Pool filter backwash accounts for a significant share of wastewater generated in swimming pool facilities. Although rinsing water is taken from the expansion tank, it is necessary to replenish water loss on a regular basis. For example, the daily water consumption of a recreational swimming pool and a hydromassage tub with a total capacity of the water treatment system of 75.9m3/h is 9.88m3/d. The rising costs of water intake, wastewater discharge, and water scarcity necessitates that swimming pools seek solutions that would reduce the facility maintenance costs.
One of the options of limiting wastewater discharge is to recycle backwash.

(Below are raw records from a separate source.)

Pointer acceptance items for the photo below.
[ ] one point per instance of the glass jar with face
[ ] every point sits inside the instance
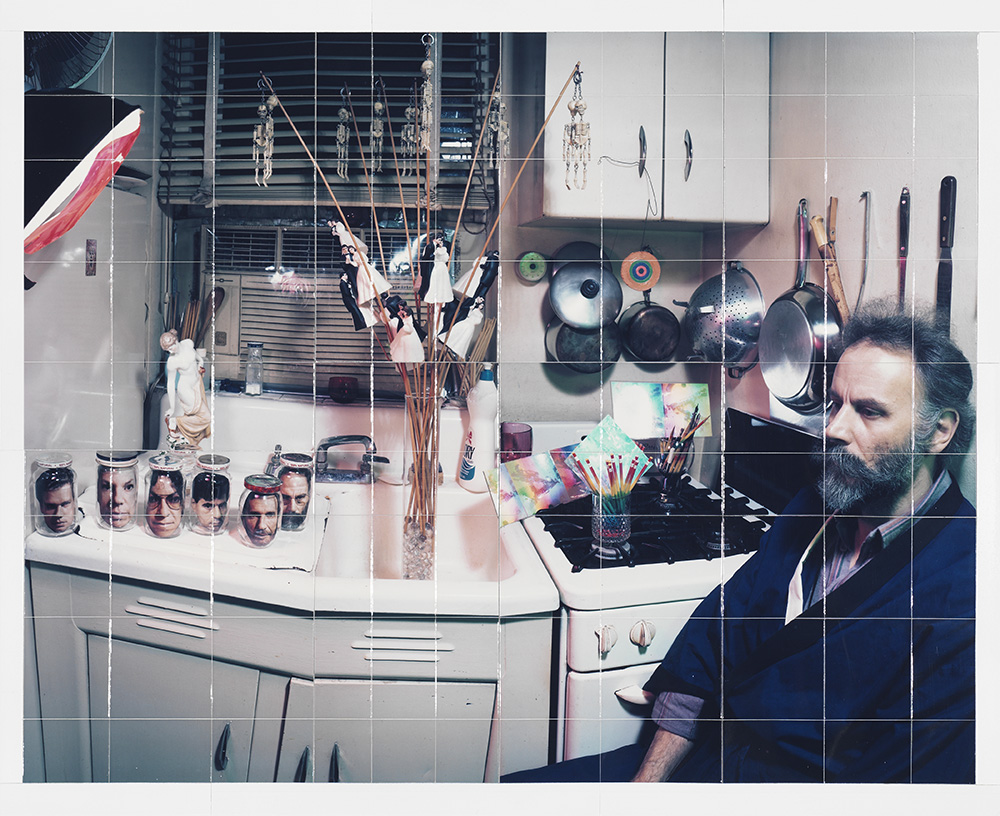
(260, 510)
(53, 495)
(295, 475)
(208, 500)
(164, 496)
(117, 489)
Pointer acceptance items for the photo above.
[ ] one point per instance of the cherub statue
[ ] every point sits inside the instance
(187, 417)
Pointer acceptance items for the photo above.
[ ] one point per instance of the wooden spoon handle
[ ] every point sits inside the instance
(832, 269)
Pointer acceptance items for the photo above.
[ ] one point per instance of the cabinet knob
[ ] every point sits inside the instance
(642, 633)
(222, 750)
(607, 637)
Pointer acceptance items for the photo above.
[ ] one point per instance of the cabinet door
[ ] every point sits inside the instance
(622, 85)
(164, 716)
(716, 110)
(385, 731)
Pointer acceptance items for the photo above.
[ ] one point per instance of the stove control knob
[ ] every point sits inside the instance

The main problem with this is the high content of suspended solids and elevated concentration of chlorine compounds in the backwash. Therefore, before it is discharged into the environment, it is necessary to conduct pre-treatment, in particular, sedimentation and dechlorination. In addition to compliance with the physicochemical standards, it is also necessary to take into account the ecotoxicological impact of wastewater discharge.
The presented studies have analysed the physicochemical and phytotoxicological parameters of backwash from two swimming pools. Ten independent samples were taken from each pool being tested in order to measure several chosen indicators and conduct bioassays using Lepidium sativum, Sinapis alba, and Lemna minor. The influence of dilution and the matrix of diluted backwash were also analysed. Solutions with 0, 5, 10, 25, 50, 75, and 100% of backwash diluted with deionised water, tap water, or rainwater were prepared and the influence of dilution on the obtained responses from plant indicators was determined. The objective of the study was to identify whether it might be possible to use backwash after pre-treatment for the purpose of irrigation.